Ja. Es gab eine Zeit, in der man davon sprach, dass die Russen damals nicht präzisierten, dass nur Volksdeutsche zum „Wiederaufbau“, wie man es nannte, geschickt werden sollten. Aber ich habe auch Dokumente gesehen, woraus ersichtlich war, dass das nicht stimmt. Es gab einen rumänischen Politiker, dessen Name ich nicht mehr weiß, welcher sich an die sowjetischen Behörden gewandt hatte und aufzeigte, dass Rumäniens Wirtschaft leiden wird, wenn dies der Fall sein wird.
Es gibt eine Broschüre über die Intervention des Königs Michael von Rumänien in diesem Sinne, in der er versuchte, die Deportation der Deutschen zu verhindern, aus den gleichen Gründen. Ich habe diese Broschüre auf Rumänisch.

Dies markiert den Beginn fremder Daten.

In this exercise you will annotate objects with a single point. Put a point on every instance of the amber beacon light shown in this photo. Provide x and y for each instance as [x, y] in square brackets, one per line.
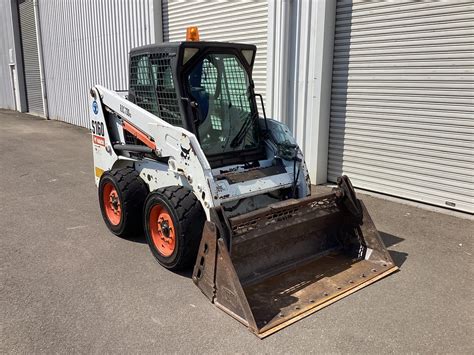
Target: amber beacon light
[192, 33]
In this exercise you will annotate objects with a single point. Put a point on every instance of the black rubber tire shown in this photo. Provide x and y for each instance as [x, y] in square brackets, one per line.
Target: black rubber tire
[188, 219]
[132, 192]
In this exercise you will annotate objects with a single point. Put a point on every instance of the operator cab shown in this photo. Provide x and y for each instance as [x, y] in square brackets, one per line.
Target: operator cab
[206, 88]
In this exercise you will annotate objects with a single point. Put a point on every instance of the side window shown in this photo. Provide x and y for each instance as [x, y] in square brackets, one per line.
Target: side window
[141, 83]
[168, 107]
[143, 71]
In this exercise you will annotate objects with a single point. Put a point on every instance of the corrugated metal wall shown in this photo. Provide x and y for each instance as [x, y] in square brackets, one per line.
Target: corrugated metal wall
[87, 43]
[7, 99]
[29, 43]
[227, 21]
[402, 118]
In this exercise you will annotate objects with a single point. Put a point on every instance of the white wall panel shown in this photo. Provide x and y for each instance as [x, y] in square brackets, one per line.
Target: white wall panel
[402, 108]
[87, 43]
[227, 21]
[7, 99]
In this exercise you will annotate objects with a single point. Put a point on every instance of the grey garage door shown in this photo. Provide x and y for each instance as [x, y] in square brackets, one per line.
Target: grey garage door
[402, 114]
[30, 57]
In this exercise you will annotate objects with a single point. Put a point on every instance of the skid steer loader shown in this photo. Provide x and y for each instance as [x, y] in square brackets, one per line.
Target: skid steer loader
[187, 159]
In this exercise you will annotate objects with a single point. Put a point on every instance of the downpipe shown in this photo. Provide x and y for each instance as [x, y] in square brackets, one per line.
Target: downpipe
[40, 59]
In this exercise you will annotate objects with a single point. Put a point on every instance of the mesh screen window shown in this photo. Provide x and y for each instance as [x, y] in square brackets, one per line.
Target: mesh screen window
[151, 77]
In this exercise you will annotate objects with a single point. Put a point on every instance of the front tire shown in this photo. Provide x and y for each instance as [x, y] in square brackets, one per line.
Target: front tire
[173, 220]
[122, 194]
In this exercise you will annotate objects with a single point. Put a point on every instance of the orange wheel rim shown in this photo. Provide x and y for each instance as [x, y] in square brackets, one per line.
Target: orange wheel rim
[162, 230]
[113, 208]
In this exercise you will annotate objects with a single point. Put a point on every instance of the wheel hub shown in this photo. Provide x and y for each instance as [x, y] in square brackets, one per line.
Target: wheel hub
[111, 202]
[162, 230]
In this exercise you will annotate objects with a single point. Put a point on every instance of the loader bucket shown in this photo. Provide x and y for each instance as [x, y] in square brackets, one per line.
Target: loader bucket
[271, 267]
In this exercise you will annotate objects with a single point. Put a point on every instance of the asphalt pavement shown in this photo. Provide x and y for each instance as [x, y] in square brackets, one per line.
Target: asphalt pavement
[68, 285]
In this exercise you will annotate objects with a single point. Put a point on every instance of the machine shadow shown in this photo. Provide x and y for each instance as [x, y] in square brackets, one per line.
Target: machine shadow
[389, 240]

Ja? Die kenne ich leider nicht. Aber noch etwas Interessantes: Meine Mutter, eine wohlhabende Frau, brachte meine beiden Schwestern im Anaheim zur Welt, einem Geburtshilfekrankenhaus in Temeswar. Das Anaheim, auf dem Gebiet der ehemaligen Firma Enel (Stromlieferanten), wenn man in Temeswar vom Lahovari-Platz mit der Straßenbahn nach Fratelia (Stadtteil) fährt, so ist es die erste Haltestelle auf der rechten Seite. Genau dort gab es eine sehr exklusive Geburtsklinik, die von katholischen Nonnen geleitet wurde, wo meine Mutter meine beiden Schwestern zur Welt brachte. Und als meine Mutter am 21. Dezember 1945 nach Rumänien kam, wusste sie nicht, dass sie in Wirklichkeit eine arme Frau war. Sie brachte mich direkt zu den Nonnen, um mich von den Ärzten untersuchen zu lassen. Und niemand hat ihr gesagt, dass sie nichts mehr besitzt und nicht mehr ist, wer sie einst war. Zuerst ist sie dann so schnell wie möglich nach Warjasch gefahren, wo meine Schwestern waren. Während dieser ganzen Zeit gab es keine Kommunikation, meine Mutter wusste nicht, was zu Hause los war. Mein Vater war damals kein Mann mit großem Verantwortungsbewusstsein und das war ihr bekannt. Seine Stärke war sein Vermögen und plötzlich, über Nacht, war der Reichtum verschwunden und er war ein Nichts. Das war grausam und traurig. Mutter schaffte es, mit Warjasch zu telefonieren. Privat gab es kein Telefon, aber es gab einen Anruf bei der Post und meine Großmutter erzählte mir, dass das Mädchen von der Post kam und sagte: „Eine Frau aus Temeswar kommt.“ Meine Großmutter konnte nicht wissen, dass es sich um ihre Tochter handelte, und die Überraschung war sehr groß, als meine Mutter mit dem Zug ankam. Sie wussten nicht, ob sie noch lebte, sie wussten nichts von ihr in Russland. Und jetzt kommt eine Episode, die mir auch oft erzählt wurde. Natürlich ging die Nachricht ihrer Ankunft durch alle deutschen Banater Dörfer, dass ein Transport aus Russland angekommen war und dass Eva Ochsenfeld aus Warjasch dabei war, die in Enachievo gewesen war. Es kamen Leute von überall vorbei, Dutzende von Menschen, um herauszufinden, ob sie etwas über das Schicksal ihrer Angehörigen wusste. Sie sagte, dass es auch in ihrem Lager Tote gegeben hat und sie so manchem das mitteilen musste.